Ce qu'il faut comprendre
Google fait-il vraiment une différence entre une page sur la cuisine et une page sur la blockchain ?
La déclaration est claire : non, le sujet abordé n'influence pas la décision de crawler ou d'indexer. Google ne dispose pas d'une liste blanche ou noire de thématiques privilégiées ou pénalisées dès le départ. Que votre contenu traite de jardinage bio ou de finance décentralisée, les robots passeront et évalueront selon les mêmes critères techniques et qualitatifs.
Ce qui compte vraiment ? La qualité rédactionnelle, la structure du contenu, la pertinence des informations et la manière dont elles sont présentées. Un article médiocre sur un sujet populaire n'aura pas plus de chance qu'un article médiocre sur une niche ultra-spécialisée.
Pourquoi cette précision de Google maintenant ?
Cette clarification intervient probablement en réponse à une idée reçue tenace : certains SEO pensent que Google favorise structurellement certains secteurs (santé, finance) ou en pénalise d'autres (paris en ligne, CBD, adult).
En réalité, ces secteurs sont soumis à des filtres de qualité renforcés (YMYL par exemple), mais pas à un blocage thématique au stade du crawl. La nuance est capitale : ce n'est pas le sujet qui pose problème, c'est comment vous le traitez et si vous respectez les standards de qualité attendus.
Qu'est-ce que cela change concrètement pour le crawl et l'indexation ?
Rien — ou presque. Si votre page respecte les standards techniques (robots.txt, sitemap, balises meta), elle sera crawlée. Si elle offre un contenu unique et bien structuré, elle sera indexée. Le thème n'intervient qu'ensuite, au moment du classement (ranking), où la concurrence et les exigences E-E-A-T entrent en jeu.

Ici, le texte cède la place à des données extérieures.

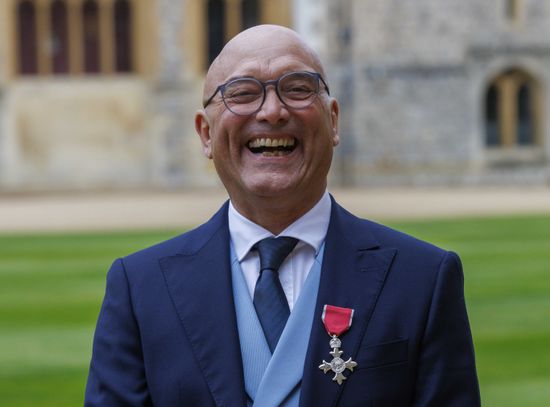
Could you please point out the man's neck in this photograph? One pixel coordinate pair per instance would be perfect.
(275, 214)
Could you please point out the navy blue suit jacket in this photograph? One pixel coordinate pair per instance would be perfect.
(167, 336)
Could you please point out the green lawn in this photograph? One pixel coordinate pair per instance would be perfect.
(51, 288)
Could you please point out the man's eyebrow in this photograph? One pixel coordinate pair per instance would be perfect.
(232, 78)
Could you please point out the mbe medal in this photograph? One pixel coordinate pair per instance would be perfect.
(337, 321)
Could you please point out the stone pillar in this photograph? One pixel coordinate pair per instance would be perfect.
(169, 161)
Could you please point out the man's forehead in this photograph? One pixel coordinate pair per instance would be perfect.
(263, 51)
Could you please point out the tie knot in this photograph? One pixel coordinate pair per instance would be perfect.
(274, 250)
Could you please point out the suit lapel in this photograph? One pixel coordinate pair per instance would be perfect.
(353, 273)
(199, 283)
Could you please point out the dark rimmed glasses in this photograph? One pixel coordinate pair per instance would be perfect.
(246, 96)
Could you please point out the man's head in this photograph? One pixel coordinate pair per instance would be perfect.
(241, 140)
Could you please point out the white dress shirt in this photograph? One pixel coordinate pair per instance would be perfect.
(310, 229)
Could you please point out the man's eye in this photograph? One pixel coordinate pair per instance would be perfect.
(242, 95)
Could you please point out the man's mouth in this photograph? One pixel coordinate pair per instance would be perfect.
(272, 147)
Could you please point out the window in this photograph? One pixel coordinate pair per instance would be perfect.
(226, 18)
(90, 36)
(511, 9)
(60, 37)
(26, 18)
(73, 37)
(216, 28)
(123, 36)
(512, 102)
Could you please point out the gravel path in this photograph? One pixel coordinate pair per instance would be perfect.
(154, 210)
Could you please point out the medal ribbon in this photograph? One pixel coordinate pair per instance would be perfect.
(337, 320)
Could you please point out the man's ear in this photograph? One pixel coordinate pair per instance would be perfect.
(202, 127)
(334, 112)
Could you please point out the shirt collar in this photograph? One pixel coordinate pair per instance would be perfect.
(310, 229)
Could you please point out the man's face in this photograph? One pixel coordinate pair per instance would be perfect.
(299, 167)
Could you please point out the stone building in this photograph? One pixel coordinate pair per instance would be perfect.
(100, 94)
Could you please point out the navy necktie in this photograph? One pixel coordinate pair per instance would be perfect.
(269, 298)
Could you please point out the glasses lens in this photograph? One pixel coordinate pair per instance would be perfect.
(298, 89)
(243, 96)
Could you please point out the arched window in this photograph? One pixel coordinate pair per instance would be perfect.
(60, 37)
(250, 13)
(90, 27)
(526, 128)
(491, 120)
(216, 28)
(123, 36)
(511, 117)
(27, 41)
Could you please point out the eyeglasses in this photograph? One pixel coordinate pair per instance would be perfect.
(246, 96)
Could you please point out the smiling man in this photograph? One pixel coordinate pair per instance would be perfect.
(283, 298)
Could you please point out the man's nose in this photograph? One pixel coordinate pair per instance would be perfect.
(273, 110)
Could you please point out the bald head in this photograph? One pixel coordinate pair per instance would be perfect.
(261, 47)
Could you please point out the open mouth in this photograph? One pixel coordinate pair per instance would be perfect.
(272, 147)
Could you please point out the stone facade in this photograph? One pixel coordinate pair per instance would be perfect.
(411, 77)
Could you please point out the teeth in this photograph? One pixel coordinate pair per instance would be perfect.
(268, 142)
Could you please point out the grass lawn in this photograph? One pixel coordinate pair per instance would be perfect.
(51, 287)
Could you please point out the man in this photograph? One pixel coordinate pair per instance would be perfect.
(375, 317)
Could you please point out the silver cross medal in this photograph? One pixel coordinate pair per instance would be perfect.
(337, 364)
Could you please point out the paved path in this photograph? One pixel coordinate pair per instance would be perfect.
(154, 210)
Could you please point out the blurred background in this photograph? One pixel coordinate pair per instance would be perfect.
(445, 133)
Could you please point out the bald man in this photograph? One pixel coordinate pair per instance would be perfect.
(282, 298)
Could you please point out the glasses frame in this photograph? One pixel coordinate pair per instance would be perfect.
(265, 84)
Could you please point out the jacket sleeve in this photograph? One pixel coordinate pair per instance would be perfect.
(117, 374)
(446, 375)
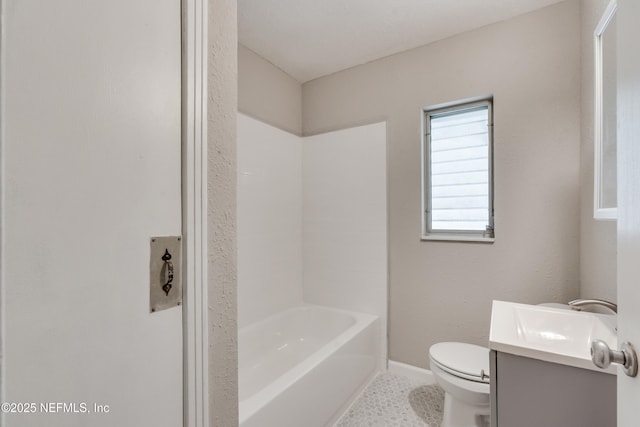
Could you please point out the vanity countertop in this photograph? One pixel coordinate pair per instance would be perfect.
(550, 334)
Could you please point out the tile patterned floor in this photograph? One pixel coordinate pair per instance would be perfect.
(393, 400)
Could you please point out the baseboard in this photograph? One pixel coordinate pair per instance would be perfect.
(410, 371)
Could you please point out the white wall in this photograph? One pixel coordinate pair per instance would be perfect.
(598, 240)
(345, 219)
(269, 220)
(442, 291)
(91, 129)
(222, 107)
(311, 220)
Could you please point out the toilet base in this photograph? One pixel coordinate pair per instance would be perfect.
(460, 414)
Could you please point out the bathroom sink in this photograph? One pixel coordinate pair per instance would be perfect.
(550, 334)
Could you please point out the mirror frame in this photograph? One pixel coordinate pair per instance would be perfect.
(600, 212)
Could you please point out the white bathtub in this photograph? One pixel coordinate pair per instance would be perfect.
(301, 367)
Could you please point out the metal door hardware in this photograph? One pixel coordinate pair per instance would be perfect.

- Crawl et indexation : neutres sur le sujet, focalisés sur la technique et la qualité rédactionnelle.
- Classement : ici, oui, certains sujets (YMYL) exigent des signaux d'autorité et d'expertise renforcés.
- Filtres de contenu : certains sujets sensibles (santé, finance) déclenchent des algorithmes spécifiques, mais après indexation.
- Pas de « liste noire » : aucun secteur n'est blacklisté par défaut au stade du crawl.
Avis d'un expert SEO
Cette déclaration est-elle cohérente avec ce qu'on observe sur le terrain ?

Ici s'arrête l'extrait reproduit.